2. Da die Verzichtserklärung des Klägers nach den vorstehenden Maßgaben das weitere über das Verfahren wegen der Untätigkeit des FA hinausgehende prozessuale Geschehen nicht mitumfasste und insoweit keine Wirkung zeitigen konnte, war der Kläger nicht nach den Vorschriften des Gesetzes vertreten (§ 119 Nr. 4 FGO; vgl. z.B. BFH-Beschlüsse vom 12. Januar 2007 II B 41/06, BFH/NV 2007, 755, und vom 8. Februar 2008 XI B 190/07, juris; vgl. auch Gräber/Ruban, Finanzgerichtsordnung, 7. Aufl., § 119 Rz 19, m.w.N.).
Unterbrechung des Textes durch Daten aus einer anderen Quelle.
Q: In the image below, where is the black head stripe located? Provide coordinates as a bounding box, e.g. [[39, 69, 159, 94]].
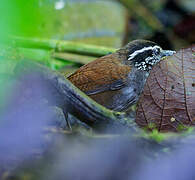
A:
[[126, 40, 158, 55], [129, 49, 153, 64]]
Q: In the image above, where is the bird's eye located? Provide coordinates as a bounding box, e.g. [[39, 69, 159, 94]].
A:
[[154, 47, 161, 55], [147, 50, 153, 56]]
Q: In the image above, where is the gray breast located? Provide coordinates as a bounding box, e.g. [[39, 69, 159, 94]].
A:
[[109, 68, 149, 112]]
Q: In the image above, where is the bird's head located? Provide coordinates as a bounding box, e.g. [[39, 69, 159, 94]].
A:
[[121, 40, 176, 71]]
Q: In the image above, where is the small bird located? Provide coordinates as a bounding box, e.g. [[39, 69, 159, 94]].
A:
[[68, 40, 175, 112]]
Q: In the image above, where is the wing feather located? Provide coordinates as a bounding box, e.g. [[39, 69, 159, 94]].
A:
[[68, 53, 131, 94]]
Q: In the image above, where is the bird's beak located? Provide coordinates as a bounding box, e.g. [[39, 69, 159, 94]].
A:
[[161, 50, 176, 58]]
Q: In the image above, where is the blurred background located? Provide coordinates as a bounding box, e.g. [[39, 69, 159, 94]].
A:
[[0, 0, 194, 179], [1, 0, 194, 47], [0, 0, 194, 72]]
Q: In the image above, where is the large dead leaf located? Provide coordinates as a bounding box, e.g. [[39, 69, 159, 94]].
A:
[[136, 46, 195, 132]]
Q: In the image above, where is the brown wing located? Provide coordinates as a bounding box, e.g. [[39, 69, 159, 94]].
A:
[[67, 53, 131, 93]]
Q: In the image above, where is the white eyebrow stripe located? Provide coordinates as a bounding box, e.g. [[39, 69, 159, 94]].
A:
[[128, 45, 160, 60]]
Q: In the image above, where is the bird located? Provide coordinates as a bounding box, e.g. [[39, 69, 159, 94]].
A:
[[68, 40, 175, 113]]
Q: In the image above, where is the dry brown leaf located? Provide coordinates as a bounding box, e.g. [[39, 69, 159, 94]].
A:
[[136, 46, 195, 132]]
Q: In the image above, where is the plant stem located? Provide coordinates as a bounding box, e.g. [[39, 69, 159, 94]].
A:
[[11, 36, 116, 57], [17, 47, 72, 70], [52, 52, 96, 64]]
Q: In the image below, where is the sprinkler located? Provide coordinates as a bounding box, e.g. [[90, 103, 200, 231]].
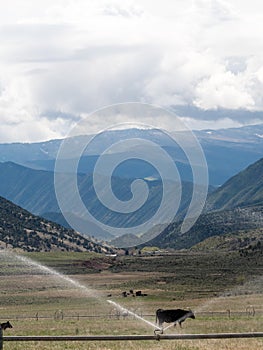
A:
[[154, 327, 163, 337]]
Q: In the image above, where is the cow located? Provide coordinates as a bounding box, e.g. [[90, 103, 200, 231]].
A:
[[0, 321, 12, 331], [156, 309, 195, 328], [0, 321, 12, 349]]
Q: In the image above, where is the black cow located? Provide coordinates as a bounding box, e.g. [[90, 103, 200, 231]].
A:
[[0, 321, 12, 330], [156, 309, 195, 328]]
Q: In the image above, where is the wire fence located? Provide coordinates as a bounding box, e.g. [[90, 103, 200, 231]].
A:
[[0, 307, 261, 322], [1, 309, 262, 349]]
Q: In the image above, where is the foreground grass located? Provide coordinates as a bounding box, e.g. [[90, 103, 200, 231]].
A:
[[3, 339, 263, 350], [0, 250, 262, 349], [2, 309, 263, 350]]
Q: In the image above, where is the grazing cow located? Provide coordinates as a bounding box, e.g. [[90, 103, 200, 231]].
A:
[[0, 321, 12, 330], [156, 309, 195, 328]]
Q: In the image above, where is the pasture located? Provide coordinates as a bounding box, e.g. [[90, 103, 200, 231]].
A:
[[0, 250, 262, 349]]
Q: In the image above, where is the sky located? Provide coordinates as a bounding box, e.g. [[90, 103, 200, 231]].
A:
[[0, 0, 263, 142]]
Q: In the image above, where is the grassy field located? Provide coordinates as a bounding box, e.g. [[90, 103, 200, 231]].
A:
[[0, 249, 262, 349]]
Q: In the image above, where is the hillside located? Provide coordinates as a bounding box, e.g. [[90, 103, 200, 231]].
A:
[[206, 157, 263, 211], [144, 205, 263, 250], [0, 161, 196, 241], [1, 130, 263, 247], [0, 196, 113, 253], [191, 228, 263, 253], [0, 162, 59, 214], [139, 156, 263, 250]]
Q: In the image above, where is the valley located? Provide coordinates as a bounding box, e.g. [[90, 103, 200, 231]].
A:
[[0, 124, 262, 350], [0, 250, 262, 350], [1, 2, 263, 348]]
Dieser Verfahrensfehler ist ein absoluter Revisionsgrund, bei dem gemäß § 119 Nr. 4 FGO davon auszugehen ist, dass das angefochtene Urteil auf der Verletzung von Bundesrecht beruht. Daher hält es der Senat für angezeigt, nach § 116 Abs. 6 FGO zu verfahren, das angefochtene Urteil aufzuheben und den Rechtsstreit zur anderweitigen Verhandlung und Entscheidung an das FG zurückzuverweisen.

3. Die Übertragung der Kostenentscheidung auf das FG beruht auf § 143 Abs. 2 FGO.

4. Der Senat sieht von einer weiteren Begründung ab (§ 116 Abs. 5 Satz 2 FGO).